Incidence of Obstructive Sleep Apnea in Pregnancy (OSA)

All patients presenting to the Prentice Women's Hospital's (PWH) Labor and Delivery Unit for spontaneous labor, induction of labor and scheduled cesarean delivery are routinely interviewed by a member of the anesthesia team to obtain a detailed history and physical examination and to discuss labor analgesia options. Immediately following this usual and customary preanesthetic evaluation the member of the anesthesia team performing the preanesthetic consultation (anesthesiology attending, resident physician, or nurse) used a standard verbal consent script to obtain verbal consent from the subject for study participation. Study participants were asked to complete a written validated survey, the Berlin Questionnaire, evaluating self-reported snoring and daytime sleepiness as well as basic demographic data (age, height, current weight and pregnancy weight gain). Survey completion time was 1 to 2 minutes.

The survey was available in English and Spanish. It did not contain any subject personal health information. The survey sheet remained in the labor and delivery room with the subject's usual anesthesia medical record paperwork until the patient was discharged from the unit. At the time of discharge, the infant's birthweight and APGAR scores were recorded on the survey and the survey collected.

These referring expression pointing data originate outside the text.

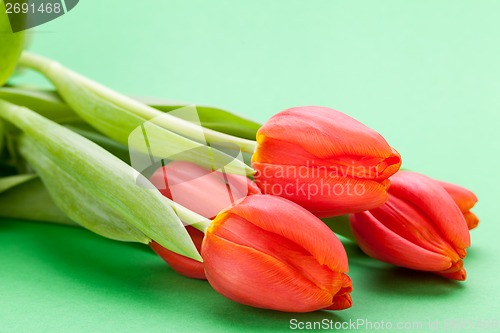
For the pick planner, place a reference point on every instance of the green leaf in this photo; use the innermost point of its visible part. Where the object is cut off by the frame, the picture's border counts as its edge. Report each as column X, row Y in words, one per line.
column 45, row 102
column 11, row 46
column 117, row 116
column 68, row 163
column 29, row 200
column 214, row 118
column 6, row 183
column 2, row 137
column 50, row 105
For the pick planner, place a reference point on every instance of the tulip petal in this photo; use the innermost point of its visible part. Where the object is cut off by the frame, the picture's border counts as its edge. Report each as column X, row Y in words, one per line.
column 383, row 244
column 471, row 219
column 240, row 231
column 320, row 192
column 203, row 191
column 325, row 133
column 432, row 199
column 464, row 198
column 263, row 277
column 281, row 152
column 410, row 223
column 317, row 238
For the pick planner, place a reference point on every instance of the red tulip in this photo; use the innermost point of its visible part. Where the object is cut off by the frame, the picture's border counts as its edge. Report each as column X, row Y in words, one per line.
column 203, row 191
column 465, row 200
column 323, row 160
column 419, row 227
column 270, row 253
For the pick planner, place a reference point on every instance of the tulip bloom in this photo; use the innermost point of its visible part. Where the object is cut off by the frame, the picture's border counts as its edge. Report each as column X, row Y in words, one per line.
column 268, row 252
column 323, row 160
column 206, row 193
column 465, row 200
column 419, row 227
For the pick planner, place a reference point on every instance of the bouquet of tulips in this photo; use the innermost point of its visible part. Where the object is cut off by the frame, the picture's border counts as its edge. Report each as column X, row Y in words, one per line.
column 252, row 209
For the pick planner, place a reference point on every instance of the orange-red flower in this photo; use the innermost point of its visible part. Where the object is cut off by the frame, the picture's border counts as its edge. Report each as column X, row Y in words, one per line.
column 419, row 227
column 203, row 191
column 465, row 200
column 323, row 160
column 268, row 252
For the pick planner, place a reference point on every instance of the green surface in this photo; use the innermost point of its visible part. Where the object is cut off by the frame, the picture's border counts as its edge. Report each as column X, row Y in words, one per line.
column 423, row 73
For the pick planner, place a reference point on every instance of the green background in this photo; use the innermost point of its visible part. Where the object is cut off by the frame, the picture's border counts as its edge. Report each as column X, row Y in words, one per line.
column 425, row 74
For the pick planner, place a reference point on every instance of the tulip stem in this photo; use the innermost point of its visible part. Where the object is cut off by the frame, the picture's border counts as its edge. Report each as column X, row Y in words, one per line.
column 174, row 124
column 188, row 217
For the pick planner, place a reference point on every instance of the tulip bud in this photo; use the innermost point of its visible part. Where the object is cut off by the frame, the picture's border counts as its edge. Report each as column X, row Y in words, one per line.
column 270, row 253
column 323, row 160
column 206, row 193
column 465, row 200
column 419, row 227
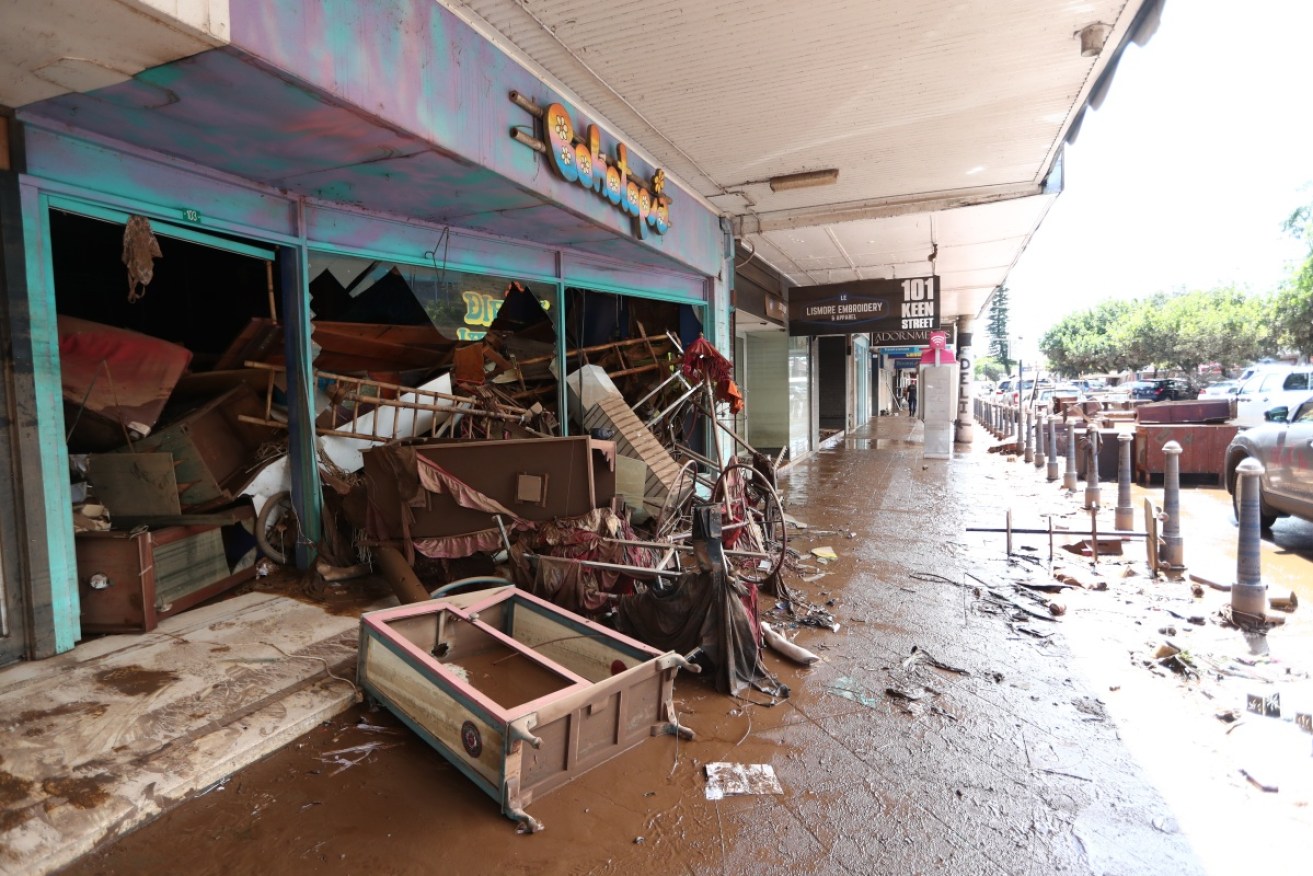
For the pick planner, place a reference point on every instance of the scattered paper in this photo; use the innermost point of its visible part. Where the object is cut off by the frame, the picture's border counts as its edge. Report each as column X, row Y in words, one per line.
column 738, row 779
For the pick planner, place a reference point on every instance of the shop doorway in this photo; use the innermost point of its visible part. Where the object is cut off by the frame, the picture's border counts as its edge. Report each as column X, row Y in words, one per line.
column 833, row 378
column 150, row 318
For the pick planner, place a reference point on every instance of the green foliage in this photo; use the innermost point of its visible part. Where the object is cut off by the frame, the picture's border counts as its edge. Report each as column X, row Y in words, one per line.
column 1178, row 330
column 998, row 328
column 989, row 368
column 1292, row 306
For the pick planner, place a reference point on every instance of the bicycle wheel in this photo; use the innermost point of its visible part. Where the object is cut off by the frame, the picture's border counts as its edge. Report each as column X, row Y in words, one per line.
column 277, row 529
column 753, row 523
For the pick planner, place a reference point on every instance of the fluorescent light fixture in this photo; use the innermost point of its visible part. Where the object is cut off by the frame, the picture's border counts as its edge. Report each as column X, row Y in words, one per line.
column 1093, row 37
column 804, row 180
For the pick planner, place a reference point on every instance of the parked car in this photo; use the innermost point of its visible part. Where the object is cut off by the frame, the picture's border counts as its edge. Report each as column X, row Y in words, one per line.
column 1221, row 389
column 1269, row 388
column 1284, row 445
column 1166, row 389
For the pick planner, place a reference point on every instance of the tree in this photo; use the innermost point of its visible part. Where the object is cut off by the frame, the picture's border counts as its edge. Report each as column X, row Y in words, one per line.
column 998, row 336
column 990, row 368
column 1179, row 330
column 1292, row 307
column 1086, row 342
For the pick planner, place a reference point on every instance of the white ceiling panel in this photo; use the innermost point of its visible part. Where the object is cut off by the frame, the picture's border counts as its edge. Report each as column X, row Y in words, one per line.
column 943, row 117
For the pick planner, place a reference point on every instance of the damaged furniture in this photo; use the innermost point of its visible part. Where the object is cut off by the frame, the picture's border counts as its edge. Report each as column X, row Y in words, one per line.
column 441, row 498
column 519, row 695
column 130, row 581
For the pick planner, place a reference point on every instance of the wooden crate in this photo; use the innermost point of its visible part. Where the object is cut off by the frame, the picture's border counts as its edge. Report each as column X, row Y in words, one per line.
column 575, row 695
column 154, row 574
column 1203, row 449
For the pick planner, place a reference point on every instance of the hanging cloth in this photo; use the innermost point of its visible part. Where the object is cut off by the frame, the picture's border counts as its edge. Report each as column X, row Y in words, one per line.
column 141, row 248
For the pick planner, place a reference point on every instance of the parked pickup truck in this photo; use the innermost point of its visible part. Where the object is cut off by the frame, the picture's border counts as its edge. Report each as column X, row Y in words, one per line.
column 1284, row 445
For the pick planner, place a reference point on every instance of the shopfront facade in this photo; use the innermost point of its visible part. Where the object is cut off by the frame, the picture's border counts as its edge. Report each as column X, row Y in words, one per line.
column 365, row 142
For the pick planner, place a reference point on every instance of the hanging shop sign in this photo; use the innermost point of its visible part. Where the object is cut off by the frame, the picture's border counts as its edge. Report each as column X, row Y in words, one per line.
column 577, row 156
column 894, row 311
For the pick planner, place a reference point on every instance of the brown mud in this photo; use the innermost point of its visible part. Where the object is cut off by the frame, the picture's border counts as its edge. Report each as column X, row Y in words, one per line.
column 888, row 763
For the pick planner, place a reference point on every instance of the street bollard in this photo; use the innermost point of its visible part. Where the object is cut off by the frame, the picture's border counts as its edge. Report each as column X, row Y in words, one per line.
column 1125, row 514
column 1249, row 592
column 1039, row 440
column 1091, row 472
column 1030, row 436
column 1053, row 448
column 1173, row 553
column 1069, row 474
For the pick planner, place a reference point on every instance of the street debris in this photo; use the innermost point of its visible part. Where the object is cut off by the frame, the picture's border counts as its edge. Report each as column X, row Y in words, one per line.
column 1262, row 786
column 848, row 688
column 741, row 779
column 363, row 753
column 1284, row 603
column 784, row 646
column 921, row 656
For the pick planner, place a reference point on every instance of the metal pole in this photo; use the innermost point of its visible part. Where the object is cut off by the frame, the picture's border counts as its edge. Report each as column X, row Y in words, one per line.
column 1053, row 448
column 1091, row 472
column 1039, row 440
column 1030, row 432
column 1173, row 545
column 1069, row 473
column 1249, row 594
column 1125, row 514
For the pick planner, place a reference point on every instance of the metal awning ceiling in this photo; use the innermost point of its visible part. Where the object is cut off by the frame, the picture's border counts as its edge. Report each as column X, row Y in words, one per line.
column 944, row 118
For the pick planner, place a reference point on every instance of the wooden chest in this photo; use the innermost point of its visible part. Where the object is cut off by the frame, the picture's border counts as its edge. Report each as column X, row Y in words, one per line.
column 130, row 581
column 215, row 452
column 520, row 695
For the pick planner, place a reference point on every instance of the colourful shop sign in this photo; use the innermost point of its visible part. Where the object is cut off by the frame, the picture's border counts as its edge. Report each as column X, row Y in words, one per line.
column 581, row 159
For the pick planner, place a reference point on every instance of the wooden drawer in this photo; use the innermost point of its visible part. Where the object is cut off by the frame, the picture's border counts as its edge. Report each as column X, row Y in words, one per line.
column 152, row 574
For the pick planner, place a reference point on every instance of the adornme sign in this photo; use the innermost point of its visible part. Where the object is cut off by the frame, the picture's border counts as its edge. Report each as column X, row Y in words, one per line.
column 896, row 310
column 578, row 158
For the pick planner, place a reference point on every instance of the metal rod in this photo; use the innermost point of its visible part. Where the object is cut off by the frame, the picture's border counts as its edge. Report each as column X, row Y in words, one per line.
column 1019, row 531
column 527, row 104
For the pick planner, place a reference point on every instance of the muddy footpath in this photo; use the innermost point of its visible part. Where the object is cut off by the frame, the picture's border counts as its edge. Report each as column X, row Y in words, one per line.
column 973, row 713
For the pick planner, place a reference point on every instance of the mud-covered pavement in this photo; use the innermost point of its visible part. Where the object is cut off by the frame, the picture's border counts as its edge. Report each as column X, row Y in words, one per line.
column 1062, row 746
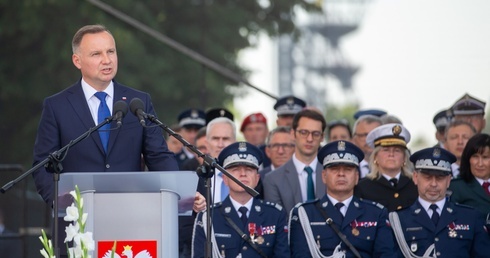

All female patients, ages 18 - 45, presenting to the PWH Operating Room for elective gynecologic surgery, and all female patients, ages 18 - 45, presenting to the Northwestern Memorial Hospital (NMH) Ambulatory Surgery Center were interviewed by a member of the anesthesia team to obtain a routine preoperative history and physical examination and to discuss the anesthesia options. Immediately following this usual and customary preanesthetic evaluation the member of the anesthesia team performing the preanesthetic consultation (anesthesiology attending, resident physician, or certified registered nurse anesthetist) used a standard verbal consent script to obtain verbal consent from the subject for study participation. Study participants were asked to complete a written validated survey, the Berlin Questionnaire, evaluating self-reported snoring and daytime sleepiness as well as basic demographic data (age, height, and weight). The survey was available in English and Spanish. Survey completion time was 1-2 minutes. The survey did not contain any patient identifying information and was collected after completion.